One of the pleasures of Hysteria is how elegantly it sets its story in the period. The costumes, the sets, the locations and the behavior are all flawless, and the British characters in the screenplay by Stephen Dyer and Jonah Lisa Dyer are all masters of never quite saying what they mean.

Roger Ebert

Film Critic

An assemblage of shifting tones and complex ideas, Hysteria is a warmhearted film about a risqué subject. Wexler and screenwriters Stephen Dyer and Jonah Lisa Dyer mainstream things without sanitizing them, reconstituting taboo fodder as the stuff of inspirational cinema.

Robert Levin

Film Critic, The Atlantic

The vibrator movie you can take your mom to.

Jerry Portwood

Film Critic, Out Magazine

Charlotte fits into a history of great wild women, you know? Even, like, ’40s women, screwball women, who you love even though they’re pissing you off.
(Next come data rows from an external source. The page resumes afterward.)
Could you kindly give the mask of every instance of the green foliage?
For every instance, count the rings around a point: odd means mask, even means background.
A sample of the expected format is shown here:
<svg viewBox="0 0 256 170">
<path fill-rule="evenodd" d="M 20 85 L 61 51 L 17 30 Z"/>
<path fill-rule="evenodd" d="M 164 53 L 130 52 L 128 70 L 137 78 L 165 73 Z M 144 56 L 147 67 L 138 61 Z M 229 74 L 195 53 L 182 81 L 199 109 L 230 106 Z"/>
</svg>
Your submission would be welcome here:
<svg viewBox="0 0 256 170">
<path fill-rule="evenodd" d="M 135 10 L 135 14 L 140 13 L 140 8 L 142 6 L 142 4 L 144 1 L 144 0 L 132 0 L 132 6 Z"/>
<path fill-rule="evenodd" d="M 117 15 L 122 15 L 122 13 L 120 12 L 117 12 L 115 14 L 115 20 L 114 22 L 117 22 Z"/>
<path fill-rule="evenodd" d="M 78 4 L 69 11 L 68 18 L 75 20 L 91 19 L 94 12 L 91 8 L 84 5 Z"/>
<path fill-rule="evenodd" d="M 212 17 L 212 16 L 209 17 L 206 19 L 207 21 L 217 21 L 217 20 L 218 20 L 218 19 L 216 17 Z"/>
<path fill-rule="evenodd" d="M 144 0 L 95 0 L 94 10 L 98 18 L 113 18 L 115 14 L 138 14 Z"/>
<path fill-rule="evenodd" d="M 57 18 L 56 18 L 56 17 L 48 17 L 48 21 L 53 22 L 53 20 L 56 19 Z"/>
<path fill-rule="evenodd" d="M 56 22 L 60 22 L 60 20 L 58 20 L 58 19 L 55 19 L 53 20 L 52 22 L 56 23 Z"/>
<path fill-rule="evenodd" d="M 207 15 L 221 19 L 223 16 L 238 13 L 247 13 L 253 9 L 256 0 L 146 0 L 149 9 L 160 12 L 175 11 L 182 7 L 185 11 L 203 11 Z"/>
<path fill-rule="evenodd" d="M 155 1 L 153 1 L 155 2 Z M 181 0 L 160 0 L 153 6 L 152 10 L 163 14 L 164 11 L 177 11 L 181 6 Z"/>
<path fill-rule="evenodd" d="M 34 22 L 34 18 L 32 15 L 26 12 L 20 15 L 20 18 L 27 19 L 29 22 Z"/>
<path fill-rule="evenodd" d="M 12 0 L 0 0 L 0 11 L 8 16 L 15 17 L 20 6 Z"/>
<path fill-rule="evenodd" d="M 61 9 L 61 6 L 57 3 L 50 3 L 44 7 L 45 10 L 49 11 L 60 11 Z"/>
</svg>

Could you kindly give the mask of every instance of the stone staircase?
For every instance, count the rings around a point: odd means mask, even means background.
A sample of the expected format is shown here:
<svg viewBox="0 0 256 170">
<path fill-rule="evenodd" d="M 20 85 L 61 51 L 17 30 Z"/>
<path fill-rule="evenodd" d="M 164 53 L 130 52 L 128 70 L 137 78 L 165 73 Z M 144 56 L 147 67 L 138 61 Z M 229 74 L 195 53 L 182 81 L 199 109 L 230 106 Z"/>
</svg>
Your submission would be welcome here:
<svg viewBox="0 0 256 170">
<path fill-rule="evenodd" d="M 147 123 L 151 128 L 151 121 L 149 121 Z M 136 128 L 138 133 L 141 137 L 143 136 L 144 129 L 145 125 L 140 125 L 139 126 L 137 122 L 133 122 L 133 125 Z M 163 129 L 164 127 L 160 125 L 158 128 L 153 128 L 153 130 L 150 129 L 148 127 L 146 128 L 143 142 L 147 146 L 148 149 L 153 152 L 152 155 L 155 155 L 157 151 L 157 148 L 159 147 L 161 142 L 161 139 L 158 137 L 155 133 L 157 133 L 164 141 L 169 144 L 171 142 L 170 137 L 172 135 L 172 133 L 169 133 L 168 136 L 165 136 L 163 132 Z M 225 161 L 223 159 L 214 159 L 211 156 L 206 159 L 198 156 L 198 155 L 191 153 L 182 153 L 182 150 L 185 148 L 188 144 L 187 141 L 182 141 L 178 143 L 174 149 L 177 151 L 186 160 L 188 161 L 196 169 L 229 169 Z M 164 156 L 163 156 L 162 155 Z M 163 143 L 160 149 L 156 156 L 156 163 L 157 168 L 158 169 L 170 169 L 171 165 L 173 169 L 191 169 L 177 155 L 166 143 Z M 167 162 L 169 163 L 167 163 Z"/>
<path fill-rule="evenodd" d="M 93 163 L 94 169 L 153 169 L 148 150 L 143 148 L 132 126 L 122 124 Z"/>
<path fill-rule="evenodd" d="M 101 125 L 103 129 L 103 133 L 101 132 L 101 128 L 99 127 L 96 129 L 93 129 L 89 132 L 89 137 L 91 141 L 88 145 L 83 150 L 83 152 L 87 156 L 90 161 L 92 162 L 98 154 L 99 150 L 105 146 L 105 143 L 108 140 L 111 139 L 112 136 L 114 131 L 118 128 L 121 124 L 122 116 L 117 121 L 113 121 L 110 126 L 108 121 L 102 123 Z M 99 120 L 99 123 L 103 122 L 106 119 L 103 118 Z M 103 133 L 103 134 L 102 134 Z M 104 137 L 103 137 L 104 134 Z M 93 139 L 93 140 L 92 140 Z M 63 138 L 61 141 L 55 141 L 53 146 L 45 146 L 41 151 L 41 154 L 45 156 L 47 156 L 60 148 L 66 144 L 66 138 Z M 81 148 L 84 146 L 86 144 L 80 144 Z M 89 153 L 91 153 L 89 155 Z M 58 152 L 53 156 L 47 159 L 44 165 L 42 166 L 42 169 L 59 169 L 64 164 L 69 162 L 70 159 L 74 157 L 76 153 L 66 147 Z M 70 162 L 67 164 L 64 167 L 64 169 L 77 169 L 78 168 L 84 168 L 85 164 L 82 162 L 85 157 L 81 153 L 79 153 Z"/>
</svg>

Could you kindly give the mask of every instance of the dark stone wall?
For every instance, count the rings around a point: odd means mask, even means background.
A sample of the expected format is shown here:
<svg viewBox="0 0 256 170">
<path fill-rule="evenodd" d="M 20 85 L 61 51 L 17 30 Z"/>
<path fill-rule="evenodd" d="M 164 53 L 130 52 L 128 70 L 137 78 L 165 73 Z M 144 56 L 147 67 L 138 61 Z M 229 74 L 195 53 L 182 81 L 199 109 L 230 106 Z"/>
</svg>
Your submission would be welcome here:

I liked that about it. I thought it would be fun!

Maggie Gyllenhaal

Actress, Salon.com

Understandably, this R-rated comedy is being promoted as the story of how the vibrator came to be invented. That’s not untrue, but what makes ‘Hysteria’ so entertaining is the larger picture it paints of repressed Victorian society. That it does so in the form of a farcical comedy makes it all the more enjoyable.

Leonard Maltin

Film Critic

It’s more than a little depressing that Hysteria – a film set in the mid-1880s – has a healthier, more open attitude towards female sexuality than the vast majority of films set in the present day.